Of course we have the basic (high school) stuff. This includes
- Basic algebra
This is basically the art of solving equations and applying the mathematics knowledge to some real-world situations.
Prerequisites: Being able to count well
a) Different number systems: naturals, integers, rationals, reals and complex numbers.
b) Basic rules for manipulating numbers (such as fractions).
c) Solutions of equations of first degree and second degree.
d) Solutions of systems of linear equations.
e) Manipulating powers and roots and solving equations involving powers and roots
f) Solutions to inequalities
g) Functions, mappings and their graphs
h) Logarithms, rules of manipulation of logarithms and equations involving logarithms
i) Various methods of solving (special) polynomial equations such as substitution and the rational root theorem
j) Basic logic and proofs
- Basic geometry
Geometry is so important in mathematics.
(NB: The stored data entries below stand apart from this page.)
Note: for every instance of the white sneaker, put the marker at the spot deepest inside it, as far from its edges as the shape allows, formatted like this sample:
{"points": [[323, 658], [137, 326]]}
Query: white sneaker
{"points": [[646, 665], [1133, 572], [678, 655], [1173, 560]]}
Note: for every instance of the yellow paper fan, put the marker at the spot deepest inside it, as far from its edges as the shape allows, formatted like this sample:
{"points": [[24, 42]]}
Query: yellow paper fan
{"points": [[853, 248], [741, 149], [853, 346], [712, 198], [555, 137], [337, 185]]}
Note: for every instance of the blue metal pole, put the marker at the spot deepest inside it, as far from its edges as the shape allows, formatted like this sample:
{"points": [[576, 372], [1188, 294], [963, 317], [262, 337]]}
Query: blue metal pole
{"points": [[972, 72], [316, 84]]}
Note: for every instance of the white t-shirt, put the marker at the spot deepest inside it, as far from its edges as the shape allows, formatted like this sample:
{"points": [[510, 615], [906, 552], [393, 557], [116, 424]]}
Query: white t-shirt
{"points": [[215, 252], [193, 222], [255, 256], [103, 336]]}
Needless to say that it is important to know it well. Personally, the best approach is to start with “synthetic geometry”, where some axioms are provided and some basic theorems are worked out. But after a while, things will get more algebraic.Prerequisites: Algebra
a) Axioms for points, lines and planes. Notions of circles, polygons, parallelism, …
b) Notions of congruence
c) Theorems for triangles including the Pythagorean theorem (and converse!), how to tell triangles are congruent, special points in triangles such as the incenter, …
d) Theorems for polygons and circles (for example: the tangent line to a circle is perpendicular to the radius)
f) Area and length of geometric figures
g) Special transformations such as projection, rotation, etc.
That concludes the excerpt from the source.